I went to the edge of the willows and broke up some sticks and twisted some dead limbs off a fallen cottonwood. When I came back I started feeding the fire again and made another pot of coffee. I knew a thing or two about the Rabbit Ears country, and I'd heard some stories. More than likely, bunkhouse talk being what it was, Steve Hooker had heard the same tales. And like he said, there was no good reason for anybody like those folks to want to go into such country.

"You sure took them far off the route," I commented dryly, "where they'd meet nobody who could tell them different."

"When we got to Griffin," Hooker said, "I approached her, told her as how I'd heard she wanted a wagon man, and I was a man who knew the country to the west.

Upshot of it was, she bought the horses and wagon, outfitted us complete."

He looked around at me. "She had me spooked, that girl did. And he was almost as bad. I don't know what it was, nothing they did or said, but she kept a-watching me and it kind of got me.

"Then one night I heard them talking. They thought I'd taken the stock off to water, and so I had, but I snuck back to listen. First thing I heard her say was 'Of course. Why waste our money on him? When we get to the Rabbit Ears we'll know our way back, so we'll kill him.' Thing that got me was she was so matter of fact about it, like she'd ask the time of day.

"Next morning I began to pull off south. I figured to get them lost so they'd never find their way back by themselves, and would need me. Then I got to thinkin'."

"I know," I said, "you got to thinking about that outfit. You got to figuring what it would bring you at Cherry Creek, or even Santa Fe. Six head of fine horses, a brand new wagon, and whatever they had inside."

"Well, what of it? They were fixin' to kill me."

"How'd you manage? Weren't they suspicious?"

"You're darn tootin' they were! They watched me all the time. On'y I told them we would make camp half a mile from water ... too many mosquitoes."

"Then you came on to this place?"

"Sure. Them tenderfeet would never find it. I on'y had to wait. Just set still an' wait."

"What about Rabbit Ears?"

"Who knows anything? She worried around that subject, but nobody had anything to offer except me, and I kept my mouth shut, on'y just saying enough to make 'em ready to talk to me when the time came."

"What did you say?"

"That Rabbit Ears was named for an old Injun chief. That was every bit I said."

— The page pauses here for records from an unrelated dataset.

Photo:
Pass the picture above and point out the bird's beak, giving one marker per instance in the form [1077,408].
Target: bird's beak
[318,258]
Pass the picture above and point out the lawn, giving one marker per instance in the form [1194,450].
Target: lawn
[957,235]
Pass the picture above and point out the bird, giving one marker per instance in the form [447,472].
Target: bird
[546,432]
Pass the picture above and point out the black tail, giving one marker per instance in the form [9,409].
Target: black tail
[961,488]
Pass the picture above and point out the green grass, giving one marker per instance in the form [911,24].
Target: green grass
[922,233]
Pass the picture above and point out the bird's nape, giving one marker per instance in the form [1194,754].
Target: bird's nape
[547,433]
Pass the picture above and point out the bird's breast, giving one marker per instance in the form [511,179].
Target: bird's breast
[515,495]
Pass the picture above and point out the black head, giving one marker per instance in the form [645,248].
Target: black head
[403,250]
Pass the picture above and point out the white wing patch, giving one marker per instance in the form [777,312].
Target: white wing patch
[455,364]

There was no logical reason for anybody to come out from the East just to visit Rabbit Ears Mountain. As mountains went, it was nothing very much. Not too far west there were real mountains covered with timber, and much of the year with snow. Rabbit Ears Mountain lay just off the Santa Fe Trail, and was no more striking than many another hill or mountain. Of course, her questions might have masked some other interest in the country nearby.

After a bit Hooker interrupted my thoughts. "What do you figure to do?"

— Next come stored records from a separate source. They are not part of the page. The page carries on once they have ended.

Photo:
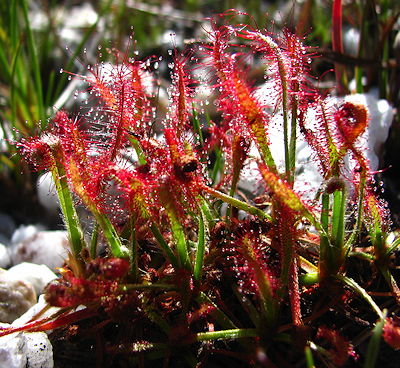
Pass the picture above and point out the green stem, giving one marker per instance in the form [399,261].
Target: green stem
[374,343]
[236,333]
[200,248]
[117,248]
[71,219]
[238,204]
[93,241]
[362,292]
[164,245]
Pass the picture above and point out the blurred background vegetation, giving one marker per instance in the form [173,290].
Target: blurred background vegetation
[40,38]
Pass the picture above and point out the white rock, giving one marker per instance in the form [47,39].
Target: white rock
[43,247]
[24,232]
[26,350]
[16,297]
[39,351]
[5,259]
[12,351]
[38,275]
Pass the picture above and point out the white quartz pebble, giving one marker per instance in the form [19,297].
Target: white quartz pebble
[38,275]
[43,247]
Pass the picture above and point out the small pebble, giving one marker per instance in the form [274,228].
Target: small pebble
[37,275]
[5,259]
[43,247]
[26,350]
[16,297]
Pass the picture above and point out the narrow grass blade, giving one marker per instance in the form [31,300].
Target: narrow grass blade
[374,343]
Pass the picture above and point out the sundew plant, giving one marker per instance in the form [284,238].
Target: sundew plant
[180,266]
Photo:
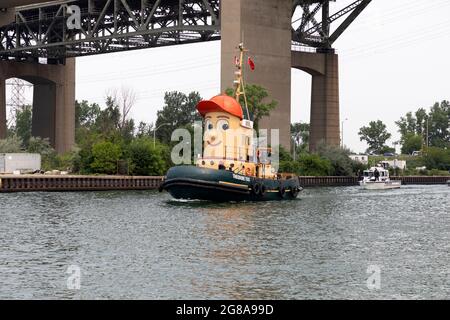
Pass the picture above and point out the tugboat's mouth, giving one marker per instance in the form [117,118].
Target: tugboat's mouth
[213,144]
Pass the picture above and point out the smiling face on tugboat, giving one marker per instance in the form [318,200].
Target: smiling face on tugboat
[222,116]
[220,127]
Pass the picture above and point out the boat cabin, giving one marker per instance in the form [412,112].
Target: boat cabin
[377,173]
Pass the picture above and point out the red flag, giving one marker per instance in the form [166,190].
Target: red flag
[251,63]
[236,61]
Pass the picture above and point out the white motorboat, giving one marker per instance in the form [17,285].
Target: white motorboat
[377,178]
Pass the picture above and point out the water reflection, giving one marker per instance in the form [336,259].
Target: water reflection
[145,245]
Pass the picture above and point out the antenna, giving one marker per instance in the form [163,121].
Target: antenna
[239,82]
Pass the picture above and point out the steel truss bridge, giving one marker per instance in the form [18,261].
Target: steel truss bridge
[42,31]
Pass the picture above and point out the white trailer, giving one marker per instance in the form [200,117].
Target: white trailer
[19,162]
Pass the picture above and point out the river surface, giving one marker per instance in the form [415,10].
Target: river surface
[332,243]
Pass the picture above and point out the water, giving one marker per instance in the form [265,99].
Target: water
[145,245]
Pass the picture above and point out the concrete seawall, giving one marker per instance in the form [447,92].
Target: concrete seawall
[29,183]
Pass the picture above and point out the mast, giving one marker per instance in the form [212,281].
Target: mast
[239,82]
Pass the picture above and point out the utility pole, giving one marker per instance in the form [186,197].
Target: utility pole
[342,128]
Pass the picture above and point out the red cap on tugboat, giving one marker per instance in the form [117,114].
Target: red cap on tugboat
[221,103]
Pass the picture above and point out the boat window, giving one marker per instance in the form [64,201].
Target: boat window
[223,125]
[208,125]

"I'm taking their horses back. After that, it's up to them."

"What about me?"

"You get out of here the best way you can. You're no pilgrim. You got yourself into this."

"You'd set me afoot out here?"

"No." I grinned at him. "You can go back to work for them, if you're of a mind to. When a man starts out on something like you started he takes his own chances."

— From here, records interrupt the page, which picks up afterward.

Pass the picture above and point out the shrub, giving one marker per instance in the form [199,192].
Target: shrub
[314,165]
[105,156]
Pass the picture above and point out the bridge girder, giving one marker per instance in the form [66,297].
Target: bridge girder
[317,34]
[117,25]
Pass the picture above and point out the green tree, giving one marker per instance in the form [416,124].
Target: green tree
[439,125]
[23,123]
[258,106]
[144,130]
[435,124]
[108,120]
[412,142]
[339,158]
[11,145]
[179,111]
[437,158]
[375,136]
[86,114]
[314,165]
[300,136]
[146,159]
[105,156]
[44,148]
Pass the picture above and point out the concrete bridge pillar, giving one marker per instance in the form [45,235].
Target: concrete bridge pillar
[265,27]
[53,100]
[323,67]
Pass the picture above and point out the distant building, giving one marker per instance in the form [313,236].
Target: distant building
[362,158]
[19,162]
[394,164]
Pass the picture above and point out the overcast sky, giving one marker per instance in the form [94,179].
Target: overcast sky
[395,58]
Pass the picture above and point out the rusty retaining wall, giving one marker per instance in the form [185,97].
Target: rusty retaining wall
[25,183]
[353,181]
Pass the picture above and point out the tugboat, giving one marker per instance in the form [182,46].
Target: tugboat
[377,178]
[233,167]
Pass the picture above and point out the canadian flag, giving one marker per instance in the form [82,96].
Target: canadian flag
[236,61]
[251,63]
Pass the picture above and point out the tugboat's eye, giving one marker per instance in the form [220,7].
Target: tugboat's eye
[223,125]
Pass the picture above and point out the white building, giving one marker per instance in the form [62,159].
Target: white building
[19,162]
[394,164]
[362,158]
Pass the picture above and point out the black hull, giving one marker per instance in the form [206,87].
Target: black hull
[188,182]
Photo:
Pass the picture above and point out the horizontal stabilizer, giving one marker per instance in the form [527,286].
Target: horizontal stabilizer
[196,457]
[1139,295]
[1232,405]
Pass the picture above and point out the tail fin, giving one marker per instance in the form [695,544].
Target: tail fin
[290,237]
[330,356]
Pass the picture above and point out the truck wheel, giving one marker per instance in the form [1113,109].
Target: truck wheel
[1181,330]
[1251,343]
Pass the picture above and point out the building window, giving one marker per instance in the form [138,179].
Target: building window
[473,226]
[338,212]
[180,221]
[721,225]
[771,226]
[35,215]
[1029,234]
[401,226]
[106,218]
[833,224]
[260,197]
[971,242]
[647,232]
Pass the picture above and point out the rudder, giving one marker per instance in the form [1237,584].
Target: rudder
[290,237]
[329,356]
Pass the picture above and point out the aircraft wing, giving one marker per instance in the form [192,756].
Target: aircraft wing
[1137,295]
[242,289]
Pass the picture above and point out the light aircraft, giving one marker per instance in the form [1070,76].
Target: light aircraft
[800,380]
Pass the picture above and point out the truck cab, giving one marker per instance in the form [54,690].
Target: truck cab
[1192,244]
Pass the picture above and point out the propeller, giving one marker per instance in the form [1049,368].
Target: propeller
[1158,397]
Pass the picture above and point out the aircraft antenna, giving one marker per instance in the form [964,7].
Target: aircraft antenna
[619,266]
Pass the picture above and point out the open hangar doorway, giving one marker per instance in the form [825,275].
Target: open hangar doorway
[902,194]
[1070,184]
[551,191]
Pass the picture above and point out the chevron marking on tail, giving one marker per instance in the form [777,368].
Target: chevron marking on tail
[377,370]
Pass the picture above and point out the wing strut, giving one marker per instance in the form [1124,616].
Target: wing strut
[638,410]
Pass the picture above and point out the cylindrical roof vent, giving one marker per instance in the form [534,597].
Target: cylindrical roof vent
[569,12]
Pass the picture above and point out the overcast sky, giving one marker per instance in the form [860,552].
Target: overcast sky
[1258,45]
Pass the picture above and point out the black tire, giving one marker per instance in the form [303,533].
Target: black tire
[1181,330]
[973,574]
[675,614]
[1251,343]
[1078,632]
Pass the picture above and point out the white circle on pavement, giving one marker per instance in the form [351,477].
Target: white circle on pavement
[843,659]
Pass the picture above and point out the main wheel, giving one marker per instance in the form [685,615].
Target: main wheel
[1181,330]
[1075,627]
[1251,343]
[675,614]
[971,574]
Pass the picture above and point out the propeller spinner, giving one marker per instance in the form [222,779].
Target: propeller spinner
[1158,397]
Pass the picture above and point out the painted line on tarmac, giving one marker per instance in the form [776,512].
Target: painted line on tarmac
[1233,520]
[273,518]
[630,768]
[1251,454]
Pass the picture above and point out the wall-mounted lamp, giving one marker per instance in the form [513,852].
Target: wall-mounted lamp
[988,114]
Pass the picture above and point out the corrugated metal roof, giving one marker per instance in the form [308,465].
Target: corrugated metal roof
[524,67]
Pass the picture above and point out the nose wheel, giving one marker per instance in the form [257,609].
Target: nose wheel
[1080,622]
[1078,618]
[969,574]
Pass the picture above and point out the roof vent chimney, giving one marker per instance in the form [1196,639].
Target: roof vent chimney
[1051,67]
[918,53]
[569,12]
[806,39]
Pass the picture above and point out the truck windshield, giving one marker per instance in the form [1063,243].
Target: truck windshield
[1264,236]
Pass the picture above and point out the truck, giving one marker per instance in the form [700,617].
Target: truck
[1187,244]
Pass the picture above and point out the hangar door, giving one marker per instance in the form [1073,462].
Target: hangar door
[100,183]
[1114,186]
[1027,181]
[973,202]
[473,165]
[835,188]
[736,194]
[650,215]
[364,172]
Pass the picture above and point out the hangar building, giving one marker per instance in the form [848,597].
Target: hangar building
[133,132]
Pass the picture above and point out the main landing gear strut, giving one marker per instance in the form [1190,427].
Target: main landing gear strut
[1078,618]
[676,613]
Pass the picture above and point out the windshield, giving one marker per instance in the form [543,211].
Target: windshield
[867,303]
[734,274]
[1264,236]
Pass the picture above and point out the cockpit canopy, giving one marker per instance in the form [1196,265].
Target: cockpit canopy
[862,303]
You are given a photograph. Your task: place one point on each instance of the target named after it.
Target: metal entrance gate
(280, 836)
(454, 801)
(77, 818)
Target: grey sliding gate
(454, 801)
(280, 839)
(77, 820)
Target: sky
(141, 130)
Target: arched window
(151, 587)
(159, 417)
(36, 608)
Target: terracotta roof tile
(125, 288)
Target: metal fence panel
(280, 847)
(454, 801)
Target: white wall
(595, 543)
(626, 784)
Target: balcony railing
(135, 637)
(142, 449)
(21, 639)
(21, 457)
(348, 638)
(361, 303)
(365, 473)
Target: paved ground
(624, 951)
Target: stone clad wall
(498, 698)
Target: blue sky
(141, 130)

The firelight danced weirdly against the dark, fragile arms of the willows.

Walking over to my saddle, I got my blanket and poncho and brought it back to a place near the fire, but in the shadows. I added fuel to the fire, pulled off my boots, and prepared to settle down for the night. From my pack I took a pair of moccasins and pulled them on ... in the night I might have to make a quick move, with no chance to get my boots on.

Then I went over and released Hooker and let him move around a little before I tied him for the night. He was a wily one, and I stood back away from him and kept my rifle in hand.

After he was tied up again and covered with his blanket, I went back and rolled up to sleep. When I fell asleep I was still giving thought to the Rabbit Ears, and what those folks might want out there. Oddly enough, I'd never even heard the name those folks used ... and it might make a difference.

Although in the West we set no store on names.

At daybreak I walked Hooker out on the cap rock with a canteen, a pack of grub, and his guns. His gun belts I took with me and rode off maybe three hundred yards, where I dropped them for him to pick up. Then I gathered the horses and started back.

Now, I was in no way anxious to be riding back to that outfit. In a way I had no blame for Hooker, although I'd leave no woman out there a prey to Indians, nor did I aim to give them a chance at me.

In my time I'd known a few killers, but I'd never known anybody quite as anxious to kill as these folks. Even when it was of no particular use to them. Whatever it was they were after, they didn't want anybody interfering with them, or even knowing what they were about.

Well, I wasn't going to play nurse to them. I liked my sleep too well. They would have the team, and if they got out of there they would do it under their own power and by their own skill.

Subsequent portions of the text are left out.